Optical Imaging of Chemically and Geometrically Controlled Interfacial Diffusion and Redox in 2D van der Waals Space

TL;DR

This study uses optical imaging to investigate how geometric and chemical modifications influence interfacial oxygen diffusion and redox reactions in 2D materials, revealing key factors affecting charge transfer kinetics.

Contribution

It introduces a method to manipulate and visualize interfacial diffusion and redox processes in 2D TMDs, advancing understanding of their reaction dynamics.

Findings

Interfacial gap size and defects significantly affect O2 diffusion and charge transfer.

Charge transfer kinetics vary with hydration levels across different TMDs.

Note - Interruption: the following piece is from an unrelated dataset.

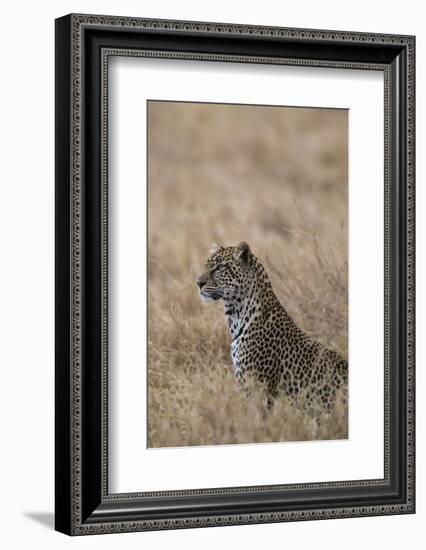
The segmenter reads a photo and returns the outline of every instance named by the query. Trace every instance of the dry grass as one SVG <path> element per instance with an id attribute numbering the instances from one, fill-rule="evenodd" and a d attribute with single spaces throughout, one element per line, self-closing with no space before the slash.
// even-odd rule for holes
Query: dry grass
<path id="1" fill-rule="evenodd" d="M 221 303 L 195 280 L 211 242 L 250 243 L 303 330 L 347 355 L 347 114 L 149 105 L 148 444 L 347 437 L 236 385 Z"/>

Real-time photoluminescence imaging effectively captures spatiotemporal reaction dynamics.

Abstract

Molecular motions and chemical reactions occurring in constrained space play key roles in many catalysis and energy storage applications. However, its understanding has been impeded by difficulty in detection and lack of reliable model systems. In this work, we report geometric and chemical manipulation of O2 diffusion and ensuing O2-mediated charge transfer (CT) that occur in the 2D space between single-layer transition metal dichalcogenides (TMDs) and dielectric substrates. As a sensitive real-time wide-field imaging signal, charge-density-dependent photoluminescence (PL) from TMDs was used. The two sequential processes inducing spatiotemporal PL change could be drastically accelerated by increasing the interfacial gap size or introducing artificial defects serving as CT reaction centers. We also show that widely varying CT kinetics of four TMDs are rate-determined by the degree of hydration required for the reactions. The reported findings will be instrumental in designing novel functional nanostructures and devices.